RWC’s Teahan and Lance priced out into cash

RWC fund managers John Teahan and Ian Lance are having to run elevated levels of cash across their portfolios after failing to find enough attractively priced names to reinvest in.

However the managers, who alongside Nick Purves co-manage the £307m RWC Enhanced Income fund as well as the recently launched RWC Global Enhanced Dividend fund, have identified three areas where they are still finding value.

Lance says: “All the funds we run have reasonably high cash weightings, usually between 20 and 25 per cent cash. We have not been able to find good enough valuations to reinvest in.

”We are seeing equity markets in general as too expensive.

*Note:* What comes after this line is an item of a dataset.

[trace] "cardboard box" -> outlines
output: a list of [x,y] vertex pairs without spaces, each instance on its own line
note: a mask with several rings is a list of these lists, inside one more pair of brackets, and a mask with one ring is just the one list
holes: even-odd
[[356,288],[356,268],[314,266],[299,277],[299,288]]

This has created a difficulty for us as whenever we have sold out of something, we have not seen a buying opportunity elsewhere.”

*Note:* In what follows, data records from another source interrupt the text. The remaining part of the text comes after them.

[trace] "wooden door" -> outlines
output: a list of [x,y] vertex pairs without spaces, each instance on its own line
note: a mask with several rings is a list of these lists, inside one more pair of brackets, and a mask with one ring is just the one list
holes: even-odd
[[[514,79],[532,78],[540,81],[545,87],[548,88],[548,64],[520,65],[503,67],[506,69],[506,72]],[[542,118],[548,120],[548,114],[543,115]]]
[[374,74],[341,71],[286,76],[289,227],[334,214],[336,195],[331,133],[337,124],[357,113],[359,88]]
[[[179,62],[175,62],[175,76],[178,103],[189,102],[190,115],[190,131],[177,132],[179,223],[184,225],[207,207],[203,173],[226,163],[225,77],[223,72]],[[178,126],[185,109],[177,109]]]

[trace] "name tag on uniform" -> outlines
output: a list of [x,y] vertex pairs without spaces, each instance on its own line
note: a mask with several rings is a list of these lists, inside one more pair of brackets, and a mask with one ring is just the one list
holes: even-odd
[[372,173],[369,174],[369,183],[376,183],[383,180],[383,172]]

As a result the managers’ cash weightings have crept up in the past year. The RWC Enhanced Income fund’s cash weighting increased from 18.69 per cent to 21.22 per cent from 30 July 2013 to 30 June 2014. And the cash weighting of the £254m RWC Income Opportunities fund increased from 23.16 per cent to 25.77 per cent during this time. 

Areas in which the managers are finding valuein include healthcare, energy and telecoms.

Teahan and Lance like healthcare as changing demographics mean ageing populations and increased demand, a growing middle class in emerging markets having greater access to private healthcare and changes in way these companies control their research and development.

Lance adds: “All of a sudden we have had an increase in the rate of FDA approval of new drugs in the US where Obamacare has now happened and is understood more. We have also seen a raft of M&A activity in this sector which has helped valuations.”

Healthcare oriented stocks the managers own include Merck & Co, Pfizer and Astrazeneca.

They are also attracted to the energy sector as some of these names are paying greater attention to capital discipline, causing them to buy into Total, Royal Dutch and BP.

In addition the managers are buying up telecom names and generally see an improved picture for this sector.

Teahan says: “Telecoms have suffered in the past due to regulatory pressures and there were also structural issues. We have seen things gradually change.

“Also there were too many players in Europe. We have started to see some market consolidation, in places such as Germany for example.  So we have bought Deutsche Telekom and we are looking at other names such as AT&T and Singapore Telecom.”